Si può fare. Unendo le forze e i cuori qui sul posto, e con il concorso degli enti di livello più alto, si può fare! Ed, allora, i titolari delle aziende agricole, la Civica Amministrazione, la Caritas diocesana, le parrocchie, le Forze dell’Ordine, tutti insieme avremo modo di sorridere per i passi in avanti realizzati. E sarà più gioiosa la nostra festa patronale”.

Mentre per la festa patronale dell’arcidiocesi di Brindisi, mons. Giovanni Intini, nel discorso (da molti cittadini giudicato troppo lungo) alla città ha chiesto una maggior partecipazione: “A questo proposito, noi cristiani dobbiamo fare di più, perché alla luce della Dottrina sociale della Chiesa, si possa lavorare a una corretta relazione tra religione e società, promuovendo un dialogo fecondo con la comunità civile e le istituzioni pubbliche, perché illuminandoci a vicenda e liberandoci dalle scorie ideologiche, possiamo avviare una riflessione comune sui temi legati al rispetto della vita umana, della dignità della persona e dei legittimi diritti di ciascuno al lavoro, alla cura, all’istruzione, a una vita dignitosa”.

Ed ha ricordato alcuni gesti di solidarietà per una maggior partecipazione dei cristiani nella vita cittadina: “Come cristiani vogliamo accrescere il nostro stile di partecipazione per contribuire alla ricostruzione di una genuina appartenenza, premessa indispensabile per riappropriarci del senso di comunità.

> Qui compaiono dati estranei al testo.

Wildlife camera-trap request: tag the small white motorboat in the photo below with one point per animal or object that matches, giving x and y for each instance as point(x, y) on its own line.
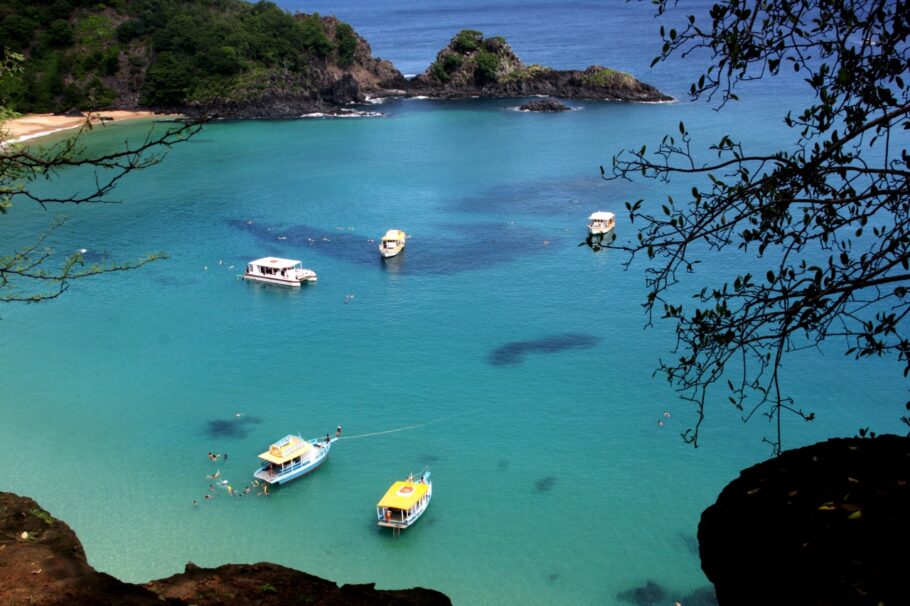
point(273, 270)
point(405, 501)
point(601, 222)
point(292, 457)
point(392, 243)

Mi piace, in questa circostanza, richiamare quelle piccole luci di partecipazione presenti nella nostra città, nate in seno all’esperienza ecclesiale, che con spirito e passione solidale esercitano l’amore politico, nella cura del prossimo;

mi riferisco alla Mensa delle parrocchie solidali, che ogni giorno accoglie per pranzo chi non può permetterselo, a Casa Betania, che da più di venticinque anni cerca di offrire un tetto sicuro, anche se momentaneo, a tanti senza fissa dimora, alla Casa degli aquiloni, che si prende cura di immigrati che cercano una dignitosa integrazione sul territorio, ed a un Gruppo di volontari coordinato dalla Fraternità parrocchiale ‘San Carlo di Gesù’ che, soprattutto nel periodo freddo dell’anno, cercano di offrire assistenza a chi vive per strada”.